# Cache Eviction Strategies

A cache eviction policy is a crucial component of `vCache` that determines which items to remove when the cache reaches its capacity. The choice of policy significantly impacts cache performance, as it dictates how the system prioritizes the stored information. `vCache` supports both traditional heuristics (FIFO, LRU, MRU) and a novel, statistically-driven strategy (SCU).


## First-In, First-Out (FIFO)

The FIFO policy is the most straightforward eviction method. It evicts items in the strict order they were added, without any regard for how often or how recently they have been accessed. This is achieved by sorting all cached items by their `created_at` timestamp and removing the oldest entries. While simple and fast, FIFO can be inefficient if older items are frequently used.



## Least Recently Used (LRU)

The LRU policy operates on the assumption that items that have not been used recently are less likely to be used in the near future. When eviction is necessary, LRU removes the items that have the oldest `last_accessed` timestamp. This strategy can be effective for access patterns where recency is a good predictor of future use.



## Most Recently Used (MRU)

Conversely, the MRU policy evicts the items that have been accessed most recently. This seemingly counterintuitive approach is highly effective for workloads involving iterative scans over large datasets that do not fit in the cache. In such cases, once an item is accessed, it is often not needed again for a long time, making the most recently used item the best candidate for eviction.



## Sky Confident Utility (SCU)

Traditional cache eviction policies, such as LRU and FIFO, rely on temporal heuristics that are poorly suited for intelligent caching systems. These methods fail to consider the learned, per-item performance characteristics available in `vCache`.

The `SkyEvictionPolicy` is a novel eviction strategy designed to leverage the statistical metadata generated by the `VerifiedDecisionPolicy`. It recasts the eviction problem as a multi-objective optimization task, selecting victims based on their globally competitive utility rather than simple heuristics.

### Multi-Objective Optimization Framework

The policy models each cached item as a point in a two-dimensional performance space, with the goal of optimizing two competing objectives:

1.  **Generality ($1 - t'_{prime}$):** The capacity of an item to correctly serve a wide range of queries. This is inversely related to the learned similarity threshold, $t'_{prime}$.
2.  **Confidence ($n_{obs}$):** The statistical confidence in the item's learned parameters, represented by the number of observations, $n_{obs}$.

This framework treats eviction as a global, competitive process where an item's utility is relative to the entire cache population.

### Pareto-Optimal Selection

The `SkyEvictionPolicy` identifies the most valuable items by determining the **Pareto Frontier** of the cache population. An item is Pareto-optimal if no other item in the cache dominates it on both generality and confidence.

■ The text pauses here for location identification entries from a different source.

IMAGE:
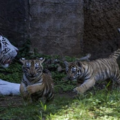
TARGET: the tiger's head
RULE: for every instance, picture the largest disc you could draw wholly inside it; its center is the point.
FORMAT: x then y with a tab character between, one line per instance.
7	52
32	69
73	70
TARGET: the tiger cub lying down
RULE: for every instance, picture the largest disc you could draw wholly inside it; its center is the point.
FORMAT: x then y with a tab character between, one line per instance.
35	84
93	71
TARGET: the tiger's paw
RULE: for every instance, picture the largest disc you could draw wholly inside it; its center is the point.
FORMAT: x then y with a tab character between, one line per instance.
30	90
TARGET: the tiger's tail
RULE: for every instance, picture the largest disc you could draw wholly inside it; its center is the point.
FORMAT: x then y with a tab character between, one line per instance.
115	54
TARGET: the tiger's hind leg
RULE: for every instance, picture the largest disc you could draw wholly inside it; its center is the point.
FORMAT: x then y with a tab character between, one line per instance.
85	86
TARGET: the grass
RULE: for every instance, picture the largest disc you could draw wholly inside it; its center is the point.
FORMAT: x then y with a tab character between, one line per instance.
98	105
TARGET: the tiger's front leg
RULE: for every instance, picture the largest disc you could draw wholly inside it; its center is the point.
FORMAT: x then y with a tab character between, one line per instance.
85	86
24	92
34	88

These non-dominated items represent the optimal trade-off between the two objectives and are preserved during eviction. Conversely, items that are "most dominated"—i.e., furthest from this frontier—are prioritized for removal.

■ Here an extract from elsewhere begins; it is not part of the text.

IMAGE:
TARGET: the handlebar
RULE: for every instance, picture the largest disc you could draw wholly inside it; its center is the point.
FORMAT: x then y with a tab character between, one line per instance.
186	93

### Utility Calculation and Victim Selection

Victim selection is based on a utility score derived from an item's normalized distance to a theoretical **Ideal Point**. This point, $p_{ideal} = (0, 1)$, represents maximum generality ($t'_{prime}=0$) and maximum confidence ($n'_{obs}=1$).

#### 1. Normalization

To ensure equal weighting of objectives, the observation count for each item $i$ is normalized:

$n'_{obs,i} = \frac{n_{obs,i}}{\max(n_{obs})}$

The generality metric, based on $t'_{prime}$, is already within the $[0, 1]$ range.

#### 2. Utility Score

The utility of an item is inversely proportional to its Euclidean distance from the Ideal Point. We define this distance, $D_i$, as:

$D_i = \sqrt{(t'_{prime,i})^2 + (n'_{obs,i} - 1)^2}$

#### 3. Victim Selection

Items with the largest distance $D_i$ have the lowest utility and are selected as victims for eviction.

### Justification

This distance-based utility model provides a robust, data-driven foundation for eviction. Its advantages include:

-   **Global Ranking:** It evaluates items based on their performance relative to the entire cache population, not on isolated metrics.
-   **Pareto-Implicit:** The distance calculation implicitly prioritizes items on or near the Pareto frontier.
-   **Balanced Penalization:** The model correctly distinguishes between:
    -   **Proven Losers** (high $t'_{prime}$, high $n_{obs}$), which are heavily penalized.
    -   **Suspected Losers** (high $t'_{prime}$, low $n_{obs}$), which are treated with less prejudice, allowing them an opportunity to accumulate more data.

By aligning the eviction criteria with the statistical outputs of the caching policy, the `SkyEvictionPolicy` ensures that the most valuable and reliable information is preserved.